Preventing doping not only protects the integrity of competition, or the “spirit of sport”, but also protects the health of our sports people. If you want to see an example of when this goes badly wrong, look no further than the low-level British athlete who died in his bed after taking clenbuterol and other banned substances.
Our recent NZ Clenbuterol investigation has been unprecedented, and we’ve been asked if Drug Free Sport NZ has been too energetic in taking cases forward, particularly where it involves a lower level athlete. But can we afford to turn a blind eye?
In all of these cases we were given evidence of people buying prohibited performance-enhancing substances online. Our approach is similar to countries such as Australia, the US and Canada, in that our anti-doping legislation applies to everyone playing sport, and doesn’t allow us to look the other way. To do so would be to condone cheating, or cover it up. Even where these substances are taken unknowingly, or in error, we are required to investigate and bring it before the Sports Tribunal. The Sports Tribunal then decides whether a violation has occurred and determines any sanction, or ban, for the individual. We don’t have flexible options, and neither does the Tribunal, as we’re both bound by the World Anti-Doping Code.
Of course this doesn’t mean we’ll be testing participants at all levels of sport. We’ll certainly not be testing bowling club members who may be on heart medication or the local under-12 football competition! Our testing programme remains focussed on the higher levels of sport and those aspiring towards that level.
We believe our approach is principled, but our frustration with the Code has been in relation to the sanctions available. While we think it is important that doping is not allowed at any level, the Code does not differentiate in sanction between levels of athlete.
We don’t believe that is right.
Currently, a low-level athlete, potentially with no education or support personnel around them, often faces the same lengthy ban for taking a substance as an elite competitor.

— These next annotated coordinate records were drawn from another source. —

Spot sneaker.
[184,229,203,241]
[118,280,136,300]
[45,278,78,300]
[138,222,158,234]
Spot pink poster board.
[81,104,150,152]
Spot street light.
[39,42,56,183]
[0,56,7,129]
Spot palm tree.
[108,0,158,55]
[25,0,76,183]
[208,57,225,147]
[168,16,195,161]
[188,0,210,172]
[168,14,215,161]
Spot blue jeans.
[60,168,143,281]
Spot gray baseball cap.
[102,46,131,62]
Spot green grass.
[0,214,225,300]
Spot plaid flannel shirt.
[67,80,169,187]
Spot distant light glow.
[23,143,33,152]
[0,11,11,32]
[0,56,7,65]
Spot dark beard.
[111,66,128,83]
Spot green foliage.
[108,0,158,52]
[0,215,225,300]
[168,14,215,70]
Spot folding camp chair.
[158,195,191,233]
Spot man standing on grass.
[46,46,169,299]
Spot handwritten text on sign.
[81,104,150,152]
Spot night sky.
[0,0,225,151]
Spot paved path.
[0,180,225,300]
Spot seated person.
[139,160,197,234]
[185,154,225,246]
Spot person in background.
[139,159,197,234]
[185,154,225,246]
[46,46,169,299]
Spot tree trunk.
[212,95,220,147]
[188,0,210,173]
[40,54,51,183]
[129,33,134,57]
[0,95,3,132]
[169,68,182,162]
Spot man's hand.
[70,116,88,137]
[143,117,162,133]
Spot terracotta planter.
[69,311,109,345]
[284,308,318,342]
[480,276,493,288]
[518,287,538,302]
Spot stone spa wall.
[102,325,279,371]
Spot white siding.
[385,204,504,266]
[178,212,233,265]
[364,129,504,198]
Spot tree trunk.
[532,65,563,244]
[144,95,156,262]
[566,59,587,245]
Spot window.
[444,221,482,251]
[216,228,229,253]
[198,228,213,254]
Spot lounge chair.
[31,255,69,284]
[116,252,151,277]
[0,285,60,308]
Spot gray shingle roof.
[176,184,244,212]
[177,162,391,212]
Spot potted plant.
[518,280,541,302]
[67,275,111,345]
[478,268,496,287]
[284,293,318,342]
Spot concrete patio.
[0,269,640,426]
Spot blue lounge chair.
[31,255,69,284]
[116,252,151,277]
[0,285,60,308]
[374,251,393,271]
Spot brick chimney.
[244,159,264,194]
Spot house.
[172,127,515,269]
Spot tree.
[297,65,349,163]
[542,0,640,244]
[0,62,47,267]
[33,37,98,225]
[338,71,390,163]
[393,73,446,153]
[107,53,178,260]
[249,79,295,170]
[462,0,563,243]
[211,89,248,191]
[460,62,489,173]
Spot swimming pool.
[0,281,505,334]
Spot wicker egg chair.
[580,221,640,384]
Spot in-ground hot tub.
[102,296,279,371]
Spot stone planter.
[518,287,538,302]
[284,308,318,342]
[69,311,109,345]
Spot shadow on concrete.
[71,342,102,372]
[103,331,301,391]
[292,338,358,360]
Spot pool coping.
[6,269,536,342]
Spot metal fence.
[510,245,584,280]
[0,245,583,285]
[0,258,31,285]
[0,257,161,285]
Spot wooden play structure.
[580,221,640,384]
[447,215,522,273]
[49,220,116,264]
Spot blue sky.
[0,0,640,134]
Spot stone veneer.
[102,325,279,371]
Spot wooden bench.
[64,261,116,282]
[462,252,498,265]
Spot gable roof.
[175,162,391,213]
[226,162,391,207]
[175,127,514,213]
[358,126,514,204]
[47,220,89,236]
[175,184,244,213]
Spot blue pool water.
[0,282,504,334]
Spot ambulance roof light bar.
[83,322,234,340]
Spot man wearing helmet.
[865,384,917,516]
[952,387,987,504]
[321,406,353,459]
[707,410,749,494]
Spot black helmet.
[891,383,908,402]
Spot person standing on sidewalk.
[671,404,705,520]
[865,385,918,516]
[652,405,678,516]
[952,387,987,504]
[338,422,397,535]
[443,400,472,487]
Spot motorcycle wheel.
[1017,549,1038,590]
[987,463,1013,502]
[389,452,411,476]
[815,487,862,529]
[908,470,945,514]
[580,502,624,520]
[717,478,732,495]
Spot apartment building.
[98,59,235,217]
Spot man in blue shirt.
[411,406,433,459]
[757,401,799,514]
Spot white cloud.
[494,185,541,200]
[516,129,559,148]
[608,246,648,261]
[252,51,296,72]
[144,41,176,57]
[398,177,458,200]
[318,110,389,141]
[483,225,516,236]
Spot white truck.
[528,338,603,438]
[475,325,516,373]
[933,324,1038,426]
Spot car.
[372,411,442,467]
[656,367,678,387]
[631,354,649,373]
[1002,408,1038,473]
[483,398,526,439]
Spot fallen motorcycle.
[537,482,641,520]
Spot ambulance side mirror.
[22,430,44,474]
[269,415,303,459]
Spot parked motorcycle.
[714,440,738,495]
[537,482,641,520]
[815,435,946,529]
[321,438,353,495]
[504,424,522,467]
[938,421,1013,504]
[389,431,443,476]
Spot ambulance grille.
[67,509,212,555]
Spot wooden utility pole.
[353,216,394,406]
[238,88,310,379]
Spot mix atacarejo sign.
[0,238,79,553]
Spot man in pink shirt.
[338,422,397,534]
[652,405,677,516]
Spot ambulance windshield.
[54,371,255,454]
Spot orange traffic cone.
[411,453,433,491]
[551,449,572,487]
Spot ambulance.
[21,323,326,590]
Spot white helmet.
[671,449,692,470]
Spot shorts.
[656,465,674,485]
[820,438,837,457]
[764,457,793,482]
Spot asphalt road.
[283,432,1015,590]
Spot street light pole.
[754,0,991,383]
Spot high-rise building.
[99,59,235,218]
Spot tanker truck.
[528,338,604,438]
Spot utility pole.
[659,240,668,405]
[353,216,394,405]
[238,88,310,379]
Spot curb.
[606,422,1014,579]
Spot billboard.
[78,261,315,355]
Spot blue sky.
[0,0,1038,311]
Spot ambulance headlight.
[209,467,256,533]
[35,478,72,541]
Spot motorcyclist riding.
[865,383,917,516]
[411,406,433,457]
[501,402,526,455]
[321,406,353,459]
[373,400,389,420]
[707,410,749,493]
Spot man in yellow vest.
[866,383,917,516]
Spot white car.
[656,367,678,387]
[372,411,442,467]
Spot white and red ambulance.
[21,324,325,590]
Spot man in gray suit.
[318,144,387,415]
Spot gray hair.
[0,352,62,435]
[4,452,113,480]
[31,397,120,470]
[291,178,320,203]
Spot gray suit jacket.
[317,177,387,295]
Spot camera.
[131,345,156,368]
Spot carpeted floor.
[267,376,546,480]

Our hope is that Tribunals have other options for sanctions in these cases, for instance “community based sanctions” such as mandatory anti-doping e-learning , or requiring an athlete to speak to his or her sports club about their experiences, rather than face a multi-year ban.
We will continue to lobby WADA to allow for this approach in the Code, as we know that it is incumbent on us to demand this change for kiwi athletes and national sporting organisations.
New Zealand has been a world-leader in anti-doping, and at Drug Free Sport NZ we want to provide clean athletes support to compete in clean sport. Let’s work together to protect the clean, fair sport that we all value.
Nick Paterson, Chief Executive, Drug Free Sport NZ.